CSCI 780: Big Data
Instructors: Smirni, Stathopoulos, and Li
Time/Place: M-S 002, W: 3:30-6:20 (includes a 5 minute break)
Office Hours: By appointment
Synopsis/Purpose
The term ”Big Data” is a recent bandwagon that has
attracted the attention of a wide variety of practitioners
from science, engineering, business, medicine, and
even politics and law. Each area has its own interpretation
of the term, with ”Big” seemingly the only common denominator.

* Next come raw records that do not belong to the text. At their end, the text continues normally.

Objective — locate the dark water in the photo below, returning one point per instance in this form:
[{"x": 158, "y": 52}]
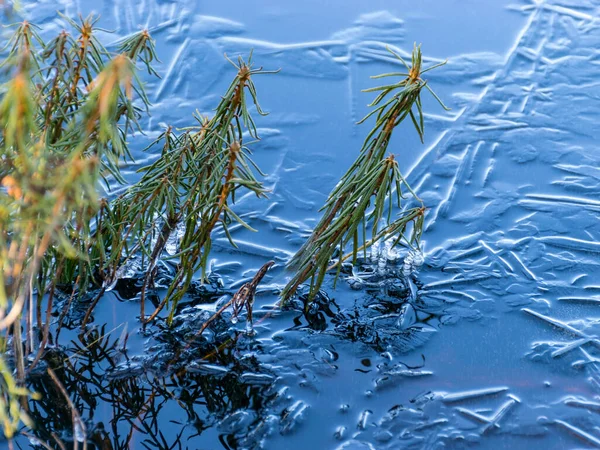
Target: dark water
[{"x": 502, "y": 349}]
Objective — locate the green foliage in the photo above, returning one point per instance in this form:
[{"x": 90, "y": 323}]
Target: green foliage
[
  {"x": 191, "y": 186},
  {"x": 367, "y": 194},
  {"x": 64, "y": 115}
]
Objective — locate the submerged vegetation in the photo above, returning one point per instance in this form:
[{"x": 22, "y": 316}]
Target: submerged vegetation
[
  {"x": 365, "y": 196},
  {"x": 66, "y": 112}
]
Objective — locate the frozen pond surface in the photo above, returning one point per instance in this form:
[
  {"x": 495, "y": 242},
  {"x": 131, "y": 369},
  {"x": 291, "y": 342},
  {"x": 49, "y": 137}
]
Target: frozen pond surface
[{"x": 502, "y": 351}]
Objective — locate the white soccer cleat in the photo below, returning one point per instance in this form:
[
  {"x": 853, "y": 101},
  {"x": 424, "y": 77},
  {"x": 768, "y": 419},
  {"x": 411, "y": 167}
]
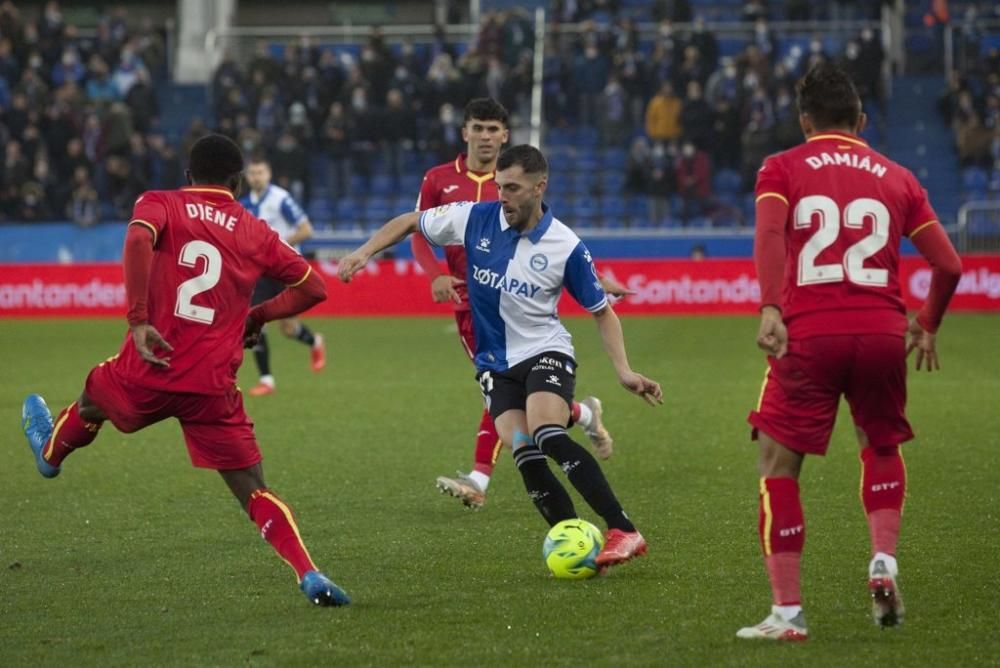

Even in Computer Science, Big Data
overlaps with network security, machine learning, data mining,
distributed or Cloud computing, high performance
computing, and many other areas. I urge everyone to browse
through the www.datanami.com website
for a host of news, information, and articles.
The aim of this class is to introduce some
challenges and techniques that fall under the general umbrella
of Big Data. The class is
structured in a seminar format. A reading list of several
papers in various topics that
relate to big data has been assembled ranging from data mining
and learning to systems paradigms that can
support it. A companion undergraduate textbook titled ”Mining
of Massive Datasets” by Jure Leskoveci, Anand
Rajaraman, and Jeffrey D. Ullman is available at
http://infolab.stanford.edu/~ullman/mmds/book.pdf.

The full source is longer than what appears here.